The bankers of Europe, led by the Governor of the Bank of England, made the statement that the world's woes today are caused by unequal distribution of gold. In my opinion they were as ignorant as the man who wanted Colonel Winston to account for the unequal distribution of wealth. Suppose another eleven billions of gold were discovered and distributed evenly over the world. This would not increase the price of a bushel of wheat in Saskatchewan. If your gold standard continues, the farmers of the United States and Canada will be selling their wheat for 50c. a bushel this year. When I was in the West I asked Mr. Pat Burns about the cattle trade. "We have more hogs than ever," he said, "but the old bull or the old cow is selling for $10.00 to make sausages." Ten or twenty years ago the hide of a cow was worth $20.00, and should be worth that today. They are raising cattle in the Peace River district and losing money on it. Money is lost on every bushel of wheat produced in Canada today, and this will continue. In the Orient millions of people are without proper clothing, food or shelter. Why? Because the white man has robbed the Orient. Robbery is a hard word, but one cannot speak gently of this situation. There are also fifty thousand people in Asia who are rich, but they do not know how long they will be rich. There are eight billion ounces of silver in Asia; some is in the shape of jewelry; more is hoarded away. The savings of Asia are almost all in silver-except in India, where a great deal of gold is hidden. Eight billion ounces of silver! The value of that silver when the white man came to Asia was over twelve billion dollars; today its value is two billion dollars. Ten billions of purchasing power taken from the people of Asia! Who did it? I am sorry to say that England was the leader.

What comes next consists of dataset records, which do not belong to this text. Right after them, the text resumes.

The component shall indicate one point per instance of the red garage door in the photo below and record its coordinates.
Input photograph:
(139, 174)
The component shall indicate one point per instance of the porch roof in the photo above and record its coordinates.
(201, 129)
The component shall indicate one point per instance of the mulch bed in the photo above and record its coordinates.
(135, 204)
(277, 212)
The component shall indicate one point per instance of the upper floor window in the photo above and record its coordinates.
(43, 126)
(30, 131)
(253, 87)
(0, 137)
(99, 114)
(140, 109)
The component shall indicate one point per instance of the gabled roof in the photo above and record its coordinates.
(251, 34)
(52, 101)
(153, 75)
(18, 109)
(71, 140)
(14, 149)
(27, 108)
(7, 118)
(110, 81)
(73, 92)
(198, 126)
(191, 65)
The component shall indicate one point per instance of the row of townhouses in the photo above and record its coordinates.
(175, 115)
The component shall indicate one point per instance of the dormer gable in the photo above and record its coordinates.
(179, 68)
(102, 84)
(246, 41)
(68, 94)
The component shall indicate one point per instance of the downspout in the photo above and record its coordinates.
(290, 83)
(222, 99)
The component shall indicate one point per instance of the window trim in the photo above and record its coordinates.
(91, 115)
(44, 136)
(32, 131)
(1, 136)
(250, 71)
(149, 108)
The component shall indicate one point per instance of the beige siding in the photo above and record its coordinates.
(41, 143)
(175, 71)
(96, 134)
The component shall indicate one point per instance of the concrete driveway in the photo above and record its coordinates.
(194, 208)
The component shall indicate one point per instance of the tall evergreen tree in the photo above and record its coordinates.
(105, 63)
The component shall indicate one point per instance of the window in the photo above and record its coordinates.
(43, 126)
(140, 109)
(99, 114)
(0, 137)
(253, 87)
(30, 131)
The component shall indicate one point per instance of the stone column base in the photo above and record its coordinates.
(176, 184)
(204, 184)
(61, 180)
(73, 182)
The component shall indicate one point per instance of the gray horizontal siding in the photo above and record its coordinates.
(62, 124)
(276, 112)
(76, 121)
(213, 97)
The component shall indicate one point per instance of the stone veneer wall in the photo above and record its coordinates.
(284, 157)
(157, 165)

Mr. Darling" the biggest banker in the Midland Bank, has made this statement: "Common justice and common sense urgently demand that the British Empire take the lead in restoring the equilibrium of gold and of silver on which the economical structure of the world rests." I would like some of your bankers to explain that sentence, and to explain Sir Josiah Stamp's view. They say, "Oh, they are talking through their hats." I am not talking through my hat. I know that the salvation of civilization depends on the stabilization of money. That is not a dream! The money of the world for several thousand years was stabilized metallic money, until the bankers of England scuttled the price of silver, and scuttled half of the money of the world; that is why you are all suffering today.
Gentleman, I regret that I have spoken too long, but I would like some other time to tell you a little more about this great problem of foreign trade and reformed money.
The President conveyed the thanks of the Club to the speaker for his address.